Normally, on a usual aspx file, I can use System.Attribute at the begining of the page, like:
[AuthorizePage()]
public partial class _Default : System.Web.UI.Page
{
protected void Page_Load(object sender, EventArgs e)
{
}
}
public class AuthorizePage : System.Attribute
{
public AuthorizePage()
{
//do some stuff to authorize
}
}
And before the page initializes the Attribute's constructor runs and do some stuff to ensure a person is currently logged in, otherwise the attribute constructor Redirects user to a login page.
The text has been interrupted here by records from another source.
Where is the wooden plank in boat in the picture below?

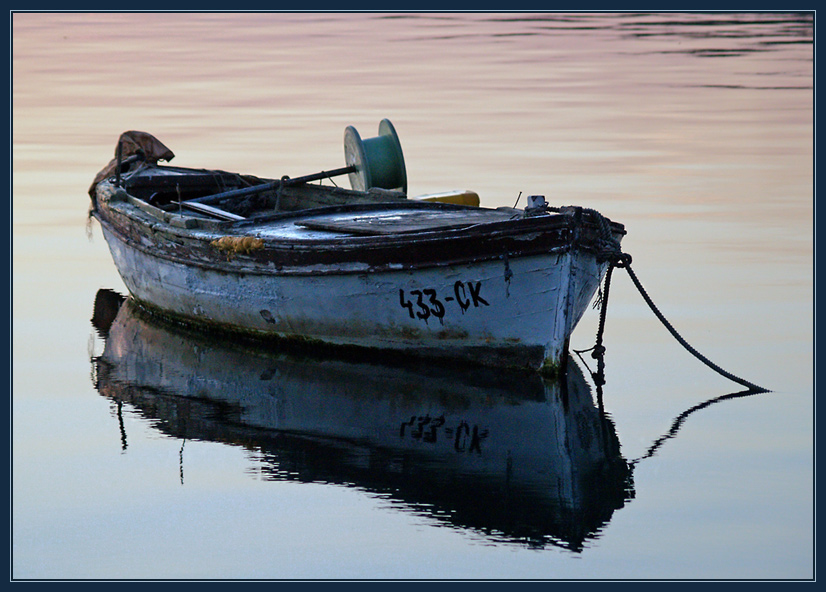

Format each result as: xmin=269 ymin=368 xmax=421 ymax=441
xmin=296 ymin=209 xmax=513 ymax=235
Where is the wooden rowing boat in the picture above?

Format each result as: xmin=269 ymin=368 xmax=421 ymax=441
xmin=90 ymin=120 xmax=625 ymax=373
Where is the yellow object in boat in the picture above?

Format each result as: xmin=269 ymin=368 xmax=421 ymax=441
xmin=413 ymin=190 xmax=479 ymax=207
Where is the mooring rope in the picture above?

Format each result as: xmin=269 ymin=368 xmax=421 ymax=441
xmin=577 ymin=208 xmax=769 ymax=392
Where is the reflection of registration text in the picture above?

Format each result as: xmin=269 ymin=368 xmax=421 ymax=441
xmin=399 ymin=415 xmax=488 ymax=453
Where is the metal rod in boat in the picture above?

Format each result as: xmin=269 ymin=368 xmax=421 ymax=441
xmin=184 ymin=165 xmax=356 ymax=203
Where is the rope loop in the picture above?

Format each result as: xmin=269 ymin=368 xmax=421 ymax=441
xmin=577 ymin=208 xmax=768 ymax=392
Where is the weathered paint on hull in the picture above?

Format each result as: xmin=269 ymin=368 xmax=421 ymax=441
xmin=103 ymin=225 xmax=605 ymax=369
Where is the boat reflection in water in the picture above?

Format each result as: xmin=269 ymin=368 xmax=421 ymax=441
xmin=92 ymin=290 xmax=633 ymax=551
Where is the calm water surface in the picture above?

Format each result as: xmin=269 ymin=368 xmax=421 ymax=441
xmin=10 ymin=13 xmax=814 ymax=580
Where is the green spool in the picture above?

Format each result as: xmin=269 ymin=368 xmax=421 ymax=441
xmin=344 ymin=119 xmax=407 ymax=193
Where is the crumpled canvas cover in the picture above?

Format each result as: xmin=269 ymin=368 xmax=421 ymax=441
xmin=89 ymin=130 xmax=175 ymax=197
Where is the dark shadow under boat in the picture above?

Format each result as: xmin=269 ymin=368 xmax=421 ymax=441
xmin=92 ymin=290 xmax=634 ymax=552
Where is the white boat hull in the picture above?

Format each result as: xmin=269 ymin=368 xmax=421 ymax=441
xmin=103 ymin=226 xmax=606 ymax=368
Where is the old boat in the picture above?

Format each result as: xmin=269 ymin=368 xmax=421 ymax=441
xmin=89 ymin=120 xmax=625 ymax=372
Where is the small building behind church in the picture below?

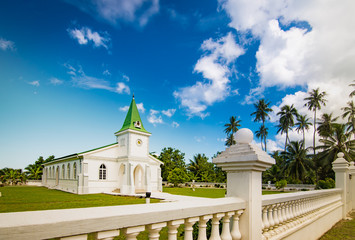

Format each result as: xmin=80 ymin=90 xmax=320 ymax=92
xmin=42 ymin=97 xmax=163 ymax=194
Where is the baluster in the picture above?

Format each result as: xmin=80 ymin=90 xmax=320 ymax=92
xmin=197 ymin=215 xmax=212 ymax=240
xmin=168 ymin=219 xmax=184 ymax=240
xmin=210 ymin=213 xmax=224 ymax=240
xmin=96 ymin=230 xmax=120 ymax=240
xmin=146 ymin=222 xmax=166 ymax=240
xmin=231 ymin=210 xmax=244 ymax=240
xmin=122 ymin=226 xmax=145 ymax=240
xmin=221 ymin=212 xmax=234 ymax=240
xmin=262 ymin=205 xmax=270 ymax=237
xmin=184 ymin=217 xmax=199 ymax=240
xmin=60 ymin=234 xmax=88 ymax=240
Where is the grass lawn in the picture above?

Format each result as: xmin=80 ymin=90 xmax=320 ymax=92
xmin=163 ymin=187 xmax=285 ymax=198
xmin=0 ymin=186 xmax=159 ymax=213
xmin=320 ymin=212 xmax=355 ymax=240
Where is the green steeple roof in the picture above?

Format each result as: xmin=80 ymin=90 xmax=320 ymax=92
xmin=116 ymin=95 xmax=150 ymax=133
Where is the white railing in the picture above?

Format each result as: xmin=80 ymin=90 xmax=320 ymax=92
xmin=0 ymin=197 xmax=246 ymax=240
xmin=262 ymin=189 xmax=342 ymax=239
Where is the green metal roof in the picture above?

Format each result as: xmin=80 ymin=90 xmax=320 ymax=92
xmin=116 ymin=97 xmax=150 ymax=133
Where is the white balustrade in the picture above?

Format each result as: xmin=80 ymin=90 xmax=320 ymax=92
xmin=262 ymin=189 xmax=341 ymax=239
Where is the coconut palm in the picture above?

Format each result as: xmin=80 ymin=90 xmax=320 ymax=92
xmin=255 ymin=125 xmax=269 ymax=151
xmin=277 ymin=104 xmax=298 ymax=151
xmin=296 ymin=115 xmax=312 ymax=147
xmin=281 ymin=141 xmax=313 ymax=182
xmin=250 ymin=99 xmax=272 ymax=151
xmin=304 ymin=88 xmax=327 ymax=155
xmin=317 ymin=123 xmax=355 ymax=178
xmin=225 ymin=133 xmax=236 ymax=147
xmin=342 ymin=100 xmax=355 ymax=136
xmin=224 ymin=116 xmax=241 ymax=147
xmin=317 ymin=113 xmax=338 ymax=138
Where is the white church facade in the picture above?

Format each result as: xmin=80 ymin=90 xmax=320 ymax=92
xmin=42 ymin=97 xmax=163 ymax=194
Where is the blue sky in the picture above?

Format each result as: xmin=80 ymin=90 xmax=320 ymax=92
xmin=0 ymin=0 xmax=355 ymax=168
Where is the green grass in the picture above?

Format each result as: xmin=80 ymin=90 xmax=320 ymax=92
xmin=320 ymin=212 xmax=355 ymax=240
xmin=0 ymin=186 xmax=158 ymax=213
xmin=163 ymin=187 xmax=285 ymax=198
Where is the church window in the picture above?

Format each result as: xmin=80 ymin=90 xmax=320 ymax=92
xmin=99 ymin=164 xmax=106 ymax=180
xmin=73 ymin=163 xmax=76 ymax=179
xmin=67 ymin=163 xmax=70 ymax=179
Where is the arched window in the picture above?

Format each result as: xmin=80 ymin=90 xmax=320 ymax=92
xmin=99 ymin=164 xmax=106 ymax=180
xmin=73 ymin=163 xmax=76 ymax=179
xmin=67 ymin=163 xmax=70 ymax=179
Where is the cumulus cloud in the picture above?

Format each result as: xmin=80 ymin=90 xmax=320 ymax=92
xmin=66 ymin=0 xmax=159 ymax=26
xmin=28 ymin=81 xmax=39 ymax=87
xmin=220 ymin=0 xmax=355 ymax=120
xmin=64 ymin=64 xmax=130 ymax=94
xmin=174 ymin=33 xmax=244 ymax=118
xmin=148 ymin=109 xmax=164 ymax=126
xmin=68 ymin=27 xmax=111 ymax=49
xmin=0 ymin=38 xmax=15 ymax=51
xmin=49 ymin=77 xmax=64 ymax=85
xmin=161 ymin=108 xmax=176 ymax=117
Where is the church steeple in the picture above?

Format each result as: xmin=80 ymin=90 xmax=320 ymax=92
xmin=116 ymin=95 xmax=150 ymax=133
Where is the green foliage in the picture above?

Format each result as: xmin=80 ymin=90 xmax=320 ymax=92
xmin=275 ymin=179 xmax=287 ymax=191
xmin=168 ymin=168 xmax=190 ymax=186
xmin=158 ymin=147 xmax=186 ymax=181
xmin=316 ymin=178 xmax=335 ymax=189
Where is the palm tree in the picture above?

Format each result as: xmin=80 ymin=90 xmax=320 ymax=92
xmin=255 ymin=125 xmax=269 ymax=151
xmin=250 ymin=99 xmax=272 ymax=151
xmin=296 ymin=115 xmax=312 ymax=147
xmin=317 ymin=113 xmax=338 ymax=138
xmin=304 ymin=88 xmax=327 ymax=155
xmin=224 ymin=116 xmax=241 ymax=147
xmin=317 ymin=123 xmax=355 ymax=178
xmin=341 ymin=100 xmax=355 ymax=137
xmin=225 ymin=133 xmax=236 ymax=147
xmin=277 ymin=104 xmax=298 ymax=151
xmin=281 ymin=141 xmax=313 ymax=182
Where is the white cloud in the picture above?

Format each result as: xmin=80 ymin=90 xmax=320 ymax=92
xmin=161 ymin=108 xmax=176 ymax=117
xmin=49 ymin=77 xmax=64 ymax=85
xmin=171 ymin=121 xmax=180 ymax=128
xmin=119 ymin=103 xmax=145 ymax=113
xmin=224 ymin=0 xmax=355 ymax=119
xmin=148 ymin=109 xmax=164 ymax=126
xmin=174 ymin=33 xmax=244 ymax=118
xmin=0 ymin=38 xmax=15 ymax=51
xmin=68 ymin=27 xmax=111 ymax=49
xmin=64 ymin=63 xmax=130 ymax=94
xmin=67 ymin=0 xmax=159 ymax=26
xmin=28 ymin=81 xmax=39 ymax=87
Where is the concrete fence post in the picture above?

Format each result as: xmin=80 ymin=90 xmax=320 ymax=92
xmin=213 ymin=128 xmax=275 ymax=240
xmin=332 ymin=152 xmax=349 ymax=219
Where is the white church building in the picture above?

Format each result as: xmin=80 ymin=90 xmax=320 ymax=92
xmin=42 ymin=97 xmax=163 ymax=194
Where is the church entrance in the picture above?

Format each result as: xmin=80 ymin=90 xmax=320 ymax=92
xmin=133 ymin=165 xmax=145 ymax=193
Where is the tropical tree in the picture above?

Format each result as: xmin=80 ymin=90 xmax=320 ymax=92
xmin=304 ymin=88 xmax=326 ymax=155
xmin=187 ymin=153 xmax=215 ymax=182
xmin=250 ymin=99 xmax=272 ymax=151
xmin=317 ymin=123 xmax=355 ymax=178
xmin=225 ymin=133 xmax=236 ymax=147
xmin=277 ymin=104 xmax=298 ymax=151
xmin=224 ymin=116 xmax=241 ymax=146
xmin=317 ymin=113 xmax=338 ymax=138
xmin=342 ymin=100 xmax=355 ymax=137
xmin=255 ymin=125 xmax=269 ymax=151
xmin=296 ymin=115 xmax=312 ymax=147
xmin=281 ymin=141 xmax=313 ymax=182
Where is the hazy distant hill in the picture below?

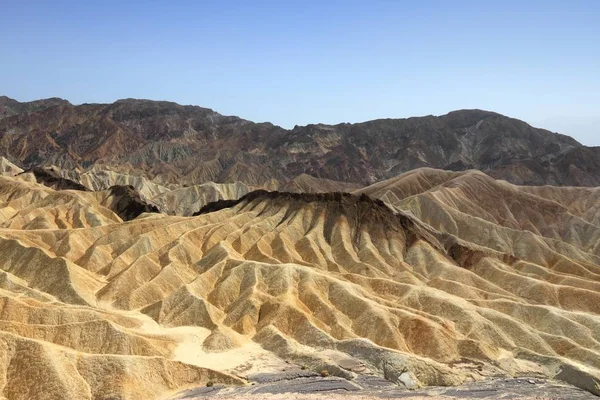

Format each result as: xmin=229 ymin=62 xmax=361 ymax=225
xmin=0 ymin=97 xmax=600 ymax=186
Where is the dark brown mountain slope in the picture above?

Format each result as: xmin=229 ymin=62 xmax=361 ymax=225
xmin=0 ymin=98 xmax=600 ymax=186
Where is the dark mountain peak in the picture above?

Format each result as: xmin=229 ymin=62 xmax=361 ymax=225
xmin=0 ymin=99 xmax=600 ymax=187
xmin=0 ymin=96 xmax=71 ymax=119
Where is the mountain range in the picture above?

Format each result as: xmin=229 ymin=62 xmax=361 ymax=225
xmin=0 ymin=97 xmax=600 ymax=400
xmin=0 ymin=97 xmax=600 ymax=188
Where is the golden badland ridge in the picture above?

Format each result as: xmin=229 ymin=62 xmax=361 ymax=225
xmin=0 ymin=163 xmax=600 ymax=399
xmin=0 ymin=163 xmax=600 ymax=399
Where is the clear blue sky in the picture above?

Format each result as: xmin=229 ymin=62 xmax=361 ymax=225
xmin=0 ymin=0 xmax=600 ymax=145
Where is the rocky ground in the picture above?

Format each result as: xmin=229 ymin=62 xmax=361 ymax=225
xmin=174 ymin=371 xmax=598 ymax=400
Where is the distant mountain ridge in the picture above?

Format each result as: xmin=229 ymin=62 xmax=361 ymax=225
xmin=0 ymin=97 xmax=600 ymax=187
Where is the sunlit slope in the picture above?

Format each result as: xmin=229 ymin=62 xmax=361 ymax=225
xmin=0 ymin=170 xmax=600 ymax=398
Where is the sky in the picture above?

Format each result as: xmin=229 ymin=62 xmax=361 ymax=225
xmin=0 ymin=0 xmax=600 ymax=146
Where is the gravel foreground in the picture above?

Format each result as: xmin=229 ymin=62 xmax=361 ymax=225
xmin=174 ymin=374 xmax=600 ymax=400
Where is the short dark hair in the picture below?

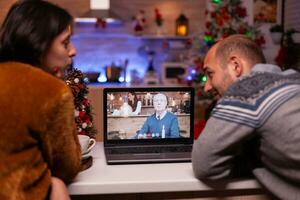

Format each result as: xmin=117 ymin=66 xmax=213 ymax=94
xmin=216 ymin=34 xmax=266 ymax=67
xmin=0 ymin=0 xmax=73 ymax=67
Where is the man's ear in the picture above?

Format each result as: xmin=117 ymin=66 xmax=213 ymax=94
xmin=228 ymin=56 xmax=243 ymax=78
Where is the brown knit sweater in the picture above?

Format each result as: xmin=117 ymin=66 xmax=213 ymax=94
xmin=0 ymin=62 xmax=81 ymax=200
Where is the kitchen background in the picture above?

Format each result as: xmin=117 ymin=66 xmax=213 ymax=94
xmin=0 ymin=0 xmax=300 ymax=84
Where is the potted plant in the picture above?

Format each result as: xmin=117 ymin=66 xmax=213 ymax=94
xmin=270 ymin=24 xmax=284 ymax=44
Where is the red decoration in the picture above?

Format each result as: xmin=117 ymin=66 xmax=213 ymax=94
xmin=154 ymin=8 xmax=163 ymax=26
xmin=204 ymin=0 xmax=265 ymax=46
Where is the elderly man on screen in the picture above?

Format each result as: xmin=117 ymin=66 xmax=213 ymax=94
xmin=138 ymin=93 xmax=179 ymax=138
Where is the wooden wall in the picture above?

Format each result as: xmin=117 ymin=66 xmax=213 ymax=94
xmin=110 ymin=0 xmax=206 ymax=34
xmin=0 ymin=0 xmax=90 ymax=24
xmin=0 ymin=0 xmax=206 ymax=34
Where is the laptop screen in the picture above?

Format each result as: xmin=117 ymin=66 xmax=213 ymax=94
xmin=103 ymin=87 xmax=194 ymax=142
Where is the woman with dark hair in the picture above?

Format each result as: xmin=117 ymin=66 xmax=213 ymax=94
xmin=0 ymin=0 xmax=81 ymax=200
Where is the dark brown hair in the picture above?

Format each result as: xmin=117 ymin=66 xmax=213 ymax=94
xmin=0 ymin=0 xmax=73 ymax=67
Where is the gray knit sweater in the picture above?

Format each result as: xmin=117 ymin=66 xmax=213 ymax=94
xmin=192 ymin=64 xmax=300 ymax=199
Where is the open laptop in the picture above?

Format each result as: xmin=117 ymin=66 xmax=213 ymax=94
xmin=103 ymin=87 xmax=194 ymax=164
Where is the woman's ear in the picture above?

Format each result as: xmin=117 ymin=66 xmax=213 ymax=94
xmin=228 ymin=56 xmax=243 ymax=78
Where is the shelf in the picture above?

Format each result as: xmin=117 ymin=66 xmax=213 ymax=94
xmin=135 ymin=35 xmax=190 ymax=40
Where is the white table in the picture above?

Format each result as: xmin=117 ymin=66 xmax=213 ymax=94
xmin=69 ymin=142 xmax=262 ymax=198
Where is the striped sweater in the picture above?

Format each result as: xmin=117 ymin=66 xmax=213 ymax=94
xmin=192 ymin=64 xmax=300 ymax=199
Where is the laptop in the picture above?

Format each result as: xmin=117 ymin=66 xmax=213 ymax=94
xmin=103 ymin=87 xmax=194 ymax=164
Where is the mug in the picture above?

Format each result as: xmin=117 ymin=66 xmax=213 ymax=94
xmin=78 ymin=135 xmax=96 ymax=154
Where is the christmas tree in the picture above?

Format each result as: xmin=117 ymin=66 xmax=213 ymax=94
xmin=204 ymin=0 xmax=265 ymax=46
xmin=64 ymin=69 xmax=96 ymax=138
I wanted to do the same on a HttpHandler (ashx file), but the attribute never initializes when on a ashx page.
[AuthorizePage()]
public class AjaxHandler : MuCustomClassBase, IHttpHandler, IReadOnlySessionState
{
//The interface implementations and some other custom private methods
}
I do an AJAX Call to this ashx page. Could this be the reason why the Attribute doesn't run? Or any other things I must know?
Eventually, I would be extremely happy to know How to run a Custom System.Attribute over an ashx file?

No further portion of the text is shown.